|
|
|
|
|
by sfpotter
206 days ago
|
|
I think this sentence: > But matrix multiplication, to which our civilization is now devoting so many of its marginal resources, has all the elegance of a man hammering a nail into a board. is the most interesting one. A man hammering a nail into a board can be both beautiful and elegant! If you've ever seen someone effortlessly hammer nail after nail into wood without having to think hardly at all about what they're doing, you've seen a master craftsman at work. Speaking as a numerical analyst, I'd say a well multiplied matrix is much the same. There is much that goes into how deftly a matrix might be multiplied. And just as someone can hammer a nail poorly, so too can a matrix be multiplied poorly. I would say the matrices being multiplied in service of training LLMs are not a particularly beautiful example of what matrix multiplication has to offer. The fast Fourier transform viewed as a sparse matrix factorization of the DFT and its concomitant properties of numerical stability might be a better candidate. |
|
Generally, low-rank and block-diagonal matrices are both great strategies for producing expressive matmuls with fewer parameters. We can view the FFT as a particularly deft example of factorizing one big matmul into a number of block-diagonal matmuls, greatly reducing the overall number of multiplications by minimizing the block size. However, on a G/TPU, we have a lot more parallelism available, so the sweet spot for size of the blocks may be larger than 2x2...

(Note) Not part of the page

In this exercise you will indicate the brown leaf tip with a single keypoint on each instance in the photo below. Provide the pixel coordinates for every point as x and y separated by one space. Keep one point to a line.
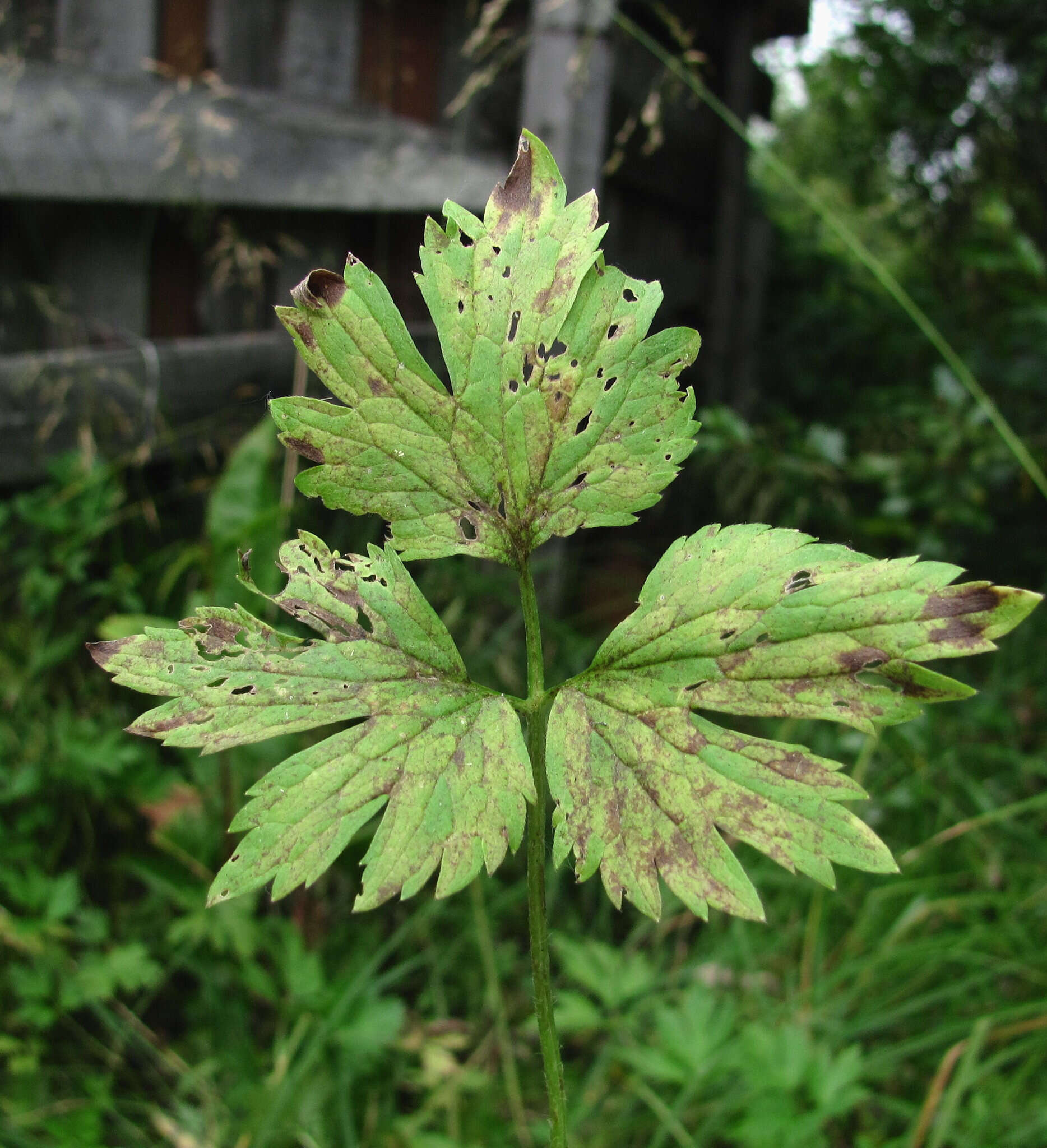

We can also mix low-rank, block diagonal, and residual connections to get the best of both worlds:
x' = (L@x + B@x + x)
The block-diagonal matrix does 'local' work, and the low-rank matrix does 'broadcast' work. I find it pretty typical to be able to replace a single dense matmul with this kind of structure and save ~90% of the params with no quality cost... (and sometimes the regularization actually helps!)